Szef UOP‑u dezinformował w sprawie Orlenu?
Zbigniew Siemiątkowski dwa lata temu
dezinformował sejmową komisję ds. służb specjalnych w sprawie
zatrzymania prezesa PKN Orlen Andrzeja Modrzejewskiego - przyjęła
speckomisja wnosząc o powołanie sejmowej komisji śledczej.
Komisja przyjęła te ustalenia stosunkiem głosów pięć do czterech; przeciw byli przedstawiciele SLD, SDPl i UP. O 16.00 komisja przekaże sprawozdanie marszałkowi Sejmu.
Dwaj posłowie SLD i jeden UP głosowali w sejmowej speckomisji przeciwko wnioskowi. Ujawnił to przewodniczący komisji Józef Gruszka (PSL), który powiedział, że w głosowaniu na temat powołania komisji śledczej było sześć głosów za i trzy przeciw.
Poseł PO Konstanty Miodowicz potwierdził, że to on postawił w sejmowej speckomisji wniosek o rozpatrzenie dezyderatu do premiera w sprawie politycznej odpowiedzialności Zbigniewa Siemiątkowskiego za poświadczenie nieprawdy.
_ "Postawiłem taki wniosek, który wnosi o rozpoznanie sprawy oraz o odwołanie pana Siemiątkowskiego z funkcji szefa Agencji Wywiadu"_ - powiedział Miodowicz przed wejściem na zamknięte posiedzenie speckomisji, która ma po południu formalnie przyjąć sprawozdanie w sprawie Modrzejewskiego i przedstawić je marszałkowi Sejmu.
Komisja nie ustaliła motywu zatrzymania, ani też tego, czy decyzję o nim rzeczywiście podjęto na spotkaniu u premiera Leszka Millera - jak wcześniej mówił Wiesław Kaczmarek. Komisja przyjęła zaś, że zatrzymanie Modrzejewskiego było bezzasadne.

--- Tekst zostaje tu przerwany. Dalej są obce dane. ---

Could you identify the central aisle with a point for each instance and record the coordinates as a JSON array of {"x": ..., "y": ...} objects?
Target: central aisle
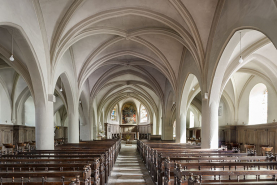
[{"x": 129, "y": 168}]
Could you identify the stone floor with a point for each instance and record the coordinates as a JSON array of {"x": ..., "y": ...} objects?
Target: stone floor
[{"x": 129, "y": 168}]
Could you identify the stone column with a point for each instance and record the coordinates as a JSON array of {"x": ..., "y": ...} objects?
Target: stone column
[
  {"x": 73, "y": 127},
  {"x": 44, "y": 126},
  {"x": 182, "y": 129},
  {"x": 209, "y": 130}
]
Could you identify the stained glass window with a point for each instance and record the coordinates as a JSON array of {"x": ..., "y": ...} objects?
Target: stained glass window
[
  {"x": 143, "y": 114},
  {"x": 114, "y": 113},
  {"x": 258, "y": 104},
  {"x": 191, "y": 120}
]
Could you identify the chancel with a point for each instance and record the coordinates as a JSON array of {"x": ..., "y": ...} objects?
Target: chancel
[{"x": 138, "y": 92}]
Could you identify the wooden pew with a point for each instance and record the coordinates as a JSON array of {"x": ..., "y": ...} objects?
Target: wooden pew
[{"x": 70, "y": 158}]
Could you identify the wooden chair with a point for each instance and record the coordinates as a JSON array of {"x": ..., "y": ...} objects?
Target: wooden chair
[{"x": 249, "y": 148}]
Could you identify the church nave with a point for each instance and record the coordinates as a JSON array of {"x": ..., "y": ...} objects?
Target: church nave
[{"x": 129, "y": 168}]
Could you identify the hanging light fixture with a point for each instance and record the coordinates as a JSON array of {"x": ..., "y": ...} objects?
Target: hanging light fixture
[
  {"x": 240, "y": 57},
  {"x": 61, "y": 89},
  {"x": 11, "y": 57}
]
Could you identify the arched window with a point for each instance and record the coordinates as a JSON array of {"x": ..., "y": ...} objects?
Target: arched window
[
  {"x": 114, "y": 113},
  {"x": 258, "y": 104},
  {"x": 191, "y": 120},
  {"x": 174, "y": 129},
  {"x": 143, "y": 114}
]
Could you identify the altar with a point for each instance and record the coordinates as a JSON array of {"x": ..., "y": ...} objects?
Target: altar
[
  {"x": 115, "y": 131},
  {"x": 133, "y": 135}
]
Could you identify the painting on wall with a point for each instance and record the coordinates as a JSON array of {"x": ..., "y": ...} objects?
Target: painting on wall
[{"x": 129, "y": 113}]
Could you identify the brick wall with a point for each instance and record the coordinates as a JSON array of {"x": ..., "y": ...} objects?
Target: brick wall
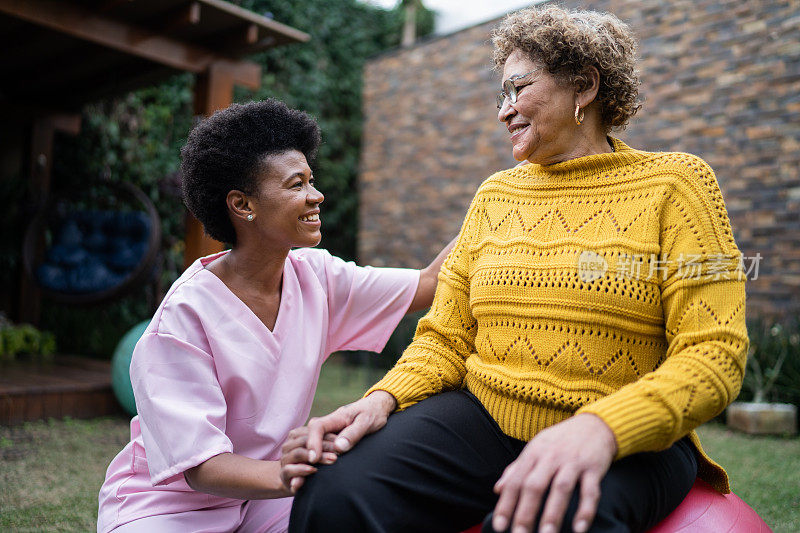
[{"x": 721, "y": 79}]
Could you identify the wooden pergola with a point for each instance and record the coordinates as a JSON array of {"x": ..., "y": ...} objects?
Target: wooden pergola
[{"x": 58, "y": 55}]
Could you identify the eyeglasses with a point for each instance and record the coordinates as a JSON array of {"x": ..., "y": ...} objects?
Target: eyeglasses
[{"x": 510, "y": 90}]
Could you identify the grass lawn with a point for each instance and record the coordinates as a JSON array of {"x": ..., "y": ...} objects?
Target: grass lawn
[{"x": 50, "y": 472}]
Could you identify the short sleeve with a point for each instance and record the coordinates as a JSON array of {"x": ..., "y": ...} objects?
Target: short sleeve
[
  {"x": 181, "y": 407},
  {"x": 365, "y": 303}
]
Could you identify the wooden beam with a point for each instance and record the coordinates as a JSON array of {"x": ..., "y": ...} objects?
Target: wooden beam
[
  {"x": 286, "y": 33},
  {"x": 84, "y": 24},
  {"x": 244, "y": 38},
  {"x": 213, "y": 90},
  {"x": 188, "y": 15}
]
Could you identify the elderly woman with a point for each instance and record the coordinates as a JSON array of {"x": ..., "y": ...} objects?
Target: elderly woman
[
  {"x": 229, "y": 363},
  {"x": 590, "y": 316}
]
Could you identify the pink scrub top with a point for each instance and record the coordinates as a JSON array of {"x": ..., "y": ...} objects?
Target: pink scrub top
[{"x": 209, "y": 377}]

Konstanty Miodowicz (PO) powiedział, że Siemiątkowski wprowadził komisję w błąd, zeznając przed nią jako p.o. szef UOP, gdyż sugerował, że ustalenia co do zatrzymania Modrzejewskiego zapadły wcześniej niż w rzeczywistości. Nie poinformował komisji, że tłem zatrzymania była konferencja u premiera oraz przedstawił fałszywe dane co do liczby oficerów zatrzymujących Modrzejewskiego.